“For not giving up. For being here.” Her voice was low, intimate.
Sloane tilted her head, brushing a kiss against Catherine’s hairline. “There’s nowhere else I’d rather be.”
They sat in silence, the morning folding around them in gold and quiet, and Sloane realized something she hadn’t allowed herself to fully believe before:
They were building something. Not just healing from something broken or surviving the fallout.
They were building.
And Sloane had never felt more at home.
The sun dipped low behind the rooftops, staining the sky in melted peaches and rose-gold. The neighborhood festival hummed with soft music, the clinking of glassware, and the smell of roasted corn drifting through the stalls. Sloane’s fingers threaded easily through Catherine’s as they strolled past lantern-lit booths, every step echoing the ease they had grown into.
Catherine wore a linen shirt she hadn’t bothered to button all the way, her sleeves rolled to the elbow, her hair swept into alow knot that had started to come undone. It was a version of her that Sloane had only glimpsed in fragments before, a woman less guarded, more fluid. Her smile wasn’t polished. It was real.

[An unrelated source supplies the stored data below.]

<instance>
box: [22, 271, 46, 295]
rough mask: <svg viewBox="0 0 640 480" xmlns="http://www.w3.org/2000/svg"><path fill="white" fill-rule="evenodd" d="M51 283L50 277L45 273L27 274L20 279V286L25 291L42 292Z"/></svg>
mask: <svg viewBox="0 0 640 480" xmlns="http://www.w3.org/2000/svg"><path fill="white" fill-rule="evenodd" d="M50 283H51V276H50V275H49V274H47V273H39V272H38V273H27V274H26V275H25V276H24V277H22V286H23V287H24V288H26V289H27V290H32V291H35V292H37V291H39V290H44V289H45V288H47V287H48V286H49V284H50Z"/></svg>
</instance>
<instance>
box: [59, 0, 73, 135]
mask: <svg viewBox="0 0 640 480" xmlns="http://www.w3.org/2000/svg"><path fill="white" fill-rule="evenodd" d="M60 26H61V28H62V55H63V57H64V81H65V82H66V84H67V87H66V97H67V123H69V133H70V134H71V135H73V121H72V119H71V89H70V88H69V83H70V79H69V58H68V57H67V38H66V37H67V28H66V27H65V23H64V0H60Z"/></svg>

Sloane squeezed her hand. “Do you realize how much you’re enjoying this?”
Catherine arched a brow, eyes dancing as they passed a violinist playing near a fountain. “Am I?”
“Don’t play coy. You’re practically glowing.”
“I think that’s just the humidity.”
Sloane laughed, the kind that slipped from her belly without effort. “Nope. That’s joy. You’re having fun.”
Catherine slowed her steps, glancing at a trio of teenagers spinning under string lights ahead. She watched them for a long moment, something quiet settling in her gaze.
“I used to think things like this were indulgent,” she murmured. “All noise and wasted time.”
“And now?” Sloane nudged her shoulder.
“Now…” Catherine hesitated. “Now it feels like I missed something.”
They stopped at a vendor selling handmade candles. Catherine picked up one scented with sandalwood and citrus, turning it over in her hands as if studying something sacred.
“I never thought I’d be able to turn the volume down on everything,” she admitted.
Sloane leaned in, her voice low and warm. “Maybe you just needed the right person to help you do it.”
Catherine didn’t respond immediately. But she turned toward Sloane, her expression softer than the fading light, and offered the candle like an offering.
“For your studio,” she said.
Sloane took it, her thumb brushing over Catherine’s wrist. “For everything.”
They wandered deeper into the market. They tried sticky tamarind drinks from a stand shaped like a tuk-tuk, and Sloane somehow convinced Catherine to sample fried plantains even though she claimed to hate street food. Catherine’s face puckered at the first bite, and then, reluctantly, she reached for another.
“You’re impossible,” she said, chewing with a sigh.
“I’m delightful,” Sloane corrected. “And you’re starting to admit it.”
Later, as they sat on the edge of a stone fountain, their knees bumping beneath the rim of a borrowed blanket, Sloane tilted her face toward the stars peeking through the early night.
“This is the first time I’ve seen you like this,” she said. “Not just relaxed, but present”
Catherine’s hand brushed her thigh, a quiet, grounding gesture. “Maybe I’m finally learning how.”
Sloane glanced sideways at her. “So you’re saying I’ve reformed the Ice Queen?”